Consider a classification model that separates email into two categories : "spam" or "not spam." If you raise the classification threshold, what will happen to precision?

Threshold ⇑ → FP ⇓ (or same) → PRECISION WILL INCREASE ⇑ (or same)

In general, raising the classification threshold reduces false positives, thus raising precision. However, precision is not guaranteed to increase monotonically as we raise the threshold.

  • ❌ Definitely decrease.
  • ⭕ Probably increase.
  • Definitely increase.
  • ❌ Probably decrease.
[Recall]

Consider a classification model that separates email into two categories: "spam" or "not spam." If you raise the classification threshold, what will happen to recall?

Threshold ⇑ → TP ⇓ (or same) & TN ⇑ (or same) → RECALL WILL DECREASE ⇓ (or same)

Raising our classification threshold will cause the number of true positives to decrease or stay the same and will cause the number of false negatives to increase or stay the same. Thus, recall will either stay constant or decrease.

  • ❌ Always stay constant.
  • ❌ Always increase.
  • ⭕ Always decrease or stay the same.
[Precision and Recall]

Consider two models—A and B—that each evaluate the same dataset. Which one of the following statements is true?

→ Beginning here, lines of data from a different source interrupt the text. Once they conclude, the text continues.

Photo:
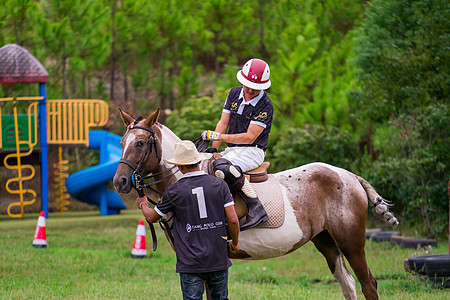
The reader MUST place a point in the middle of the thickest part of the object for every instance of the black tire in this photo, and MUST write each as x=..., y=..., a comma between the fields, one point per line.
x=440, y=281
x=396, y=240
x=438, y=266
x=415, y=243
x=416, y=264
x=384, y=236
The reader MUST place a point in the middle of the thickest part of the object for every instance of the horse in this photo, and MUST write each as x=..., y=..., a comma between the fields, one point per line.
x=323, y=204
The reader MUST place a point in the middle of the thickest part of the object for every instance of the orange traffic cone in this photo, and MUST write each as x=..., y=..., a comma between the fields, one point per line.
x=139, y=250
x=40, y=237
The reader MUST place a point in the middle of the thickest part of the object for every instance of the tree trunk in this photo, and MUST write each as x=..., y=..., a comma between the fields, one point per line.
x=64, y=77
x=113, y=49
x=263, y=48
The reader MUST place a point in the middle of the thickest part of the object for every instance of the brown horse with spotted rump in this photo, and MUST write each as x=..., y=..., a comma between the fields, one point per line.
x=322, y=203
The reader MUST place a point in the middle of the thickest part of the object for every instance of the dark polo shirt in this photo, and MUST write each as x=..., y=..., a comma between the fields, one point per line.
x=258, y=111
x=198, y=203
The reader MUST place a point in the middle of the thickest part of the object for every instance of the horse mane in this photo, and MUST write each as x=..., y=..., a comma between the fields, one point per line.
x=168, y=141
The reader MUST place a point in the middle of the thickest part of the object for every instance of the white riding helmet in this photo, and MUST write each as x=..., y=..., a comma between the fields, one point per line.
x=255, y=74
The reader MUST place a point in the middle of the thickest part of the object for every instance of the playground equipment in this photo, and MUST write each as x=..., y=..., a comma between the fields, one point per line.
x=60, y=182
x=54, y=123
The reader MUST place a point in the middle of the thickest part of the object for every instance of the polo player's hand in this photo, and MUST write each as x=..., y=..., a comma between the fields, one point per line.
x=234, y=247
x=211, y=150
x=210, y=135
x=141, y=201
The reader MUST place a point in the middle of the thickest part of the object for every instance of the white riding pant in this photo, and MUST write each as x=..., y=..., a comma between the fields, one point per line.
x=248, y=158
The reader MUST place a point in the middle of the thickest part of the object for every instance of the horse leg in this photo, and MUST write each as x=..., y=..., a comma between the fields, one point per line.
x=335, y=260
x=356, y=257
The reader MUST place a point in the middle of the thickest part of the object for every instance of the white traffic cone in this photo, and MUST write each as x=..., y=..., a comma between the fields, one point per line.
x=40, y=237
x=139, y=248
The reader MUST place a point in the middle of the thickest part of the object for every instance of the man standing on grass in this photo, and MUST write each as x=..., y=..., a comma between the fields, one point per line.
x=201, y=205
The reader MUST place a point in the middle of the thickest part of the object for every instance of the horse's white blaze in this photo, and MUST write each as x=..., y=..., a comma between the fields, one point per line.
x=262, y=243
x=169, y=139
x=130, y=138
x=345, y=279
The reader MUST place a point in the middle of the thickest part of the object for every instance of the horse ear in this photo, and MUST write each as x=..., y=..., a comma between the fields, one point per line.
x=153, y=118
x=126, y=118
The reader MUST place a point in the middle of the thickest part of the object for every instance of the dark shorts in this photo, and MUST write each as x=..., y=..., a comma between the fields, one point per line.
x=193, y=285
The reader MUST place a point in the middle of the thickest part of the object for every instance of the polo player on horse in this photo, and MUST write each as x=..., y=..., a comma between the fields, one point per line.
x=245, y=125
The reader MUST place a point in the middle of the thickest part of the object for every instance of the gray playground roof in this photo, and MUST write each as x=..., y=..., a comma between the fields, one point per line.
x=17, y=65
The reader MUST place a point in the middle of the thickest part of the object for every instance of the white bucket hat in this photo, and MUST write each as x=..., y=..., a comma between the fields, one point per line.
x=187, y=154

  • In general, a model that outperforms another model on both precision and recall is likely the better model.
  • Obviously, we'll need to make sure that comparison is being done at a precision / recall point that is useful in practice for this to be meaningful.
  • ❌ If model A has better recall than model B, then model A is better.

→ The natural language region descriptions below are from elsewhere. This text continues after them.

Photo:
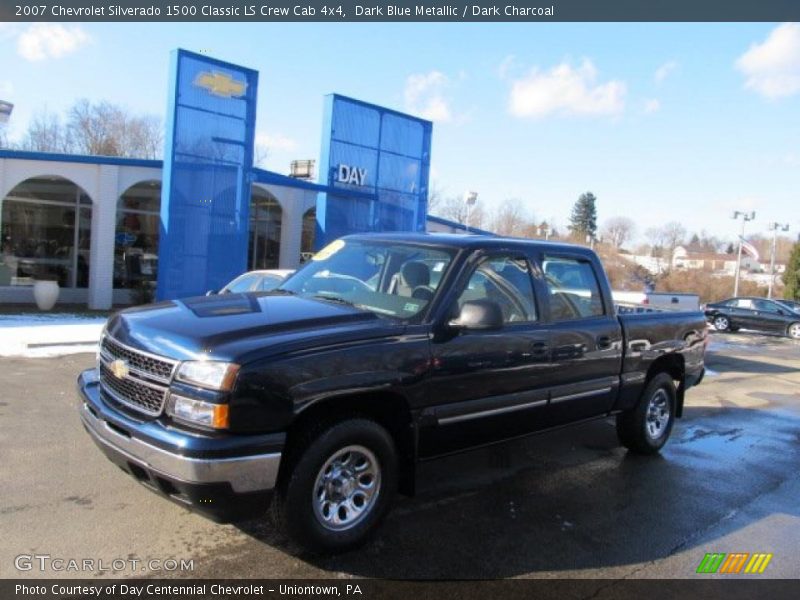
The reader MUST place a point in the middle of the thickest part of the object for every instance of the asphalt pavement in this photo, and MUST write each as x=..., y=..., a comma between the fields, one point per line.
x=566, y=504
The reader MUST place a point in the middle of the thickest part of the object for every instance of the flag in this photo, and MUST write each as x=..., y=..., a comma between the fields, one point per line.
x=749, y=248
x=5, y=111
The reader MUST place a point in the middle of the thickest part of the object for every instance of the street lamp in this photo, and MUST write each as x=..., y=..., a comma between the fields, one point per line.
x=544, y=230
x=470, y=198
x=745, y=218
x=774, y=227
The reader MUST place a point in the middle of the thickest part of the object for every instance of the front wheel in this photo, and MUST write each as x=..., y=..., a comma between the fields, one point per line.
x=721, y=323
x=647, y=427
x=339, y=487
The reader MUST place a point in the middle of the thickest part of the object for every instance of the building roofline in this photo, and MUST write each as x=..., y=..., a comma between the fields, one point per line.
x=82, y=158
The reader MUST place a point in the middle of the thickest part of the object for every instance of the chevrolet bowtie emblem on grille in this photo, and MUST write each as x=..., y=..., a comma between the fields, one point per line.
x=119, y=368
x=220, y=84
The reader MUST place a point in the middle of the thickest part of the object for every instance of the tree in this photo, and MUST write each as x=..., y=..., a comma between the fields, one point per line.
x=583, y=220
x=102, y=129
x=46, y=133
x=618, y=230
x=791, y=277
x=511, y=219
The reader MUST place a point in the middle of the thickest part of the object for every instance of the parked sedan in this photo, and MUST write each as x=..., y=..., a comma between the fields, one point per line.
x=255, y=281
x=754, y=313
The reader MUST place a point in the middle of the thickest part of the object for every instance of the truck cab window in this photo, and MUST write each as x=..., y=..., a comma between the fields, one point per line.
x=506, y=281
x=574, y=291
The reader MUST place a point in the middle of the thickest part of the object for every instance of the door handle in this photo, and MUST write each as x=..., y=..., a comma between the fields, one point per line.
x=603, y=342
x=539, y=348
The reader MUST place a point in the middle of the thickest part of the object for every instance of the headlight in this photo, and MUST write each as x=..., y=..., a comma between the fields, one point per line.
x=199, y=412
x=209, y=374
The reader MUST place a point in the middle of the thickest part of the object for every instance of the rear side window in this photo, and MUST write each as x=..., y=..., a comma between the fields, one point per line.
x=505, y=280
x=573, y=289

    • While better recall is good, it might be coming at the expense of a large reduction in precision.
    • In general, we need to look at both precision and recall together, or summary metrics like AUC.
  • ⭕ If model A has better precision and better recall than model B, then model A is probably better.

  • ❌ If Model A has better precision than model B, then model A is better.

  • e.g, spam detection model_ needs to have at least 90% precision_ to be useful and avoid unnecessary false alarms.
    (1) model at {20% precision, 99% recall}
    (2) model at {15% precision, 98% recall}
    ⇒ not particularly instructive, as neither model meets the 90% precision requirement. But with that caveat in mind, this is a good way to think about comparing models when using precision and recall.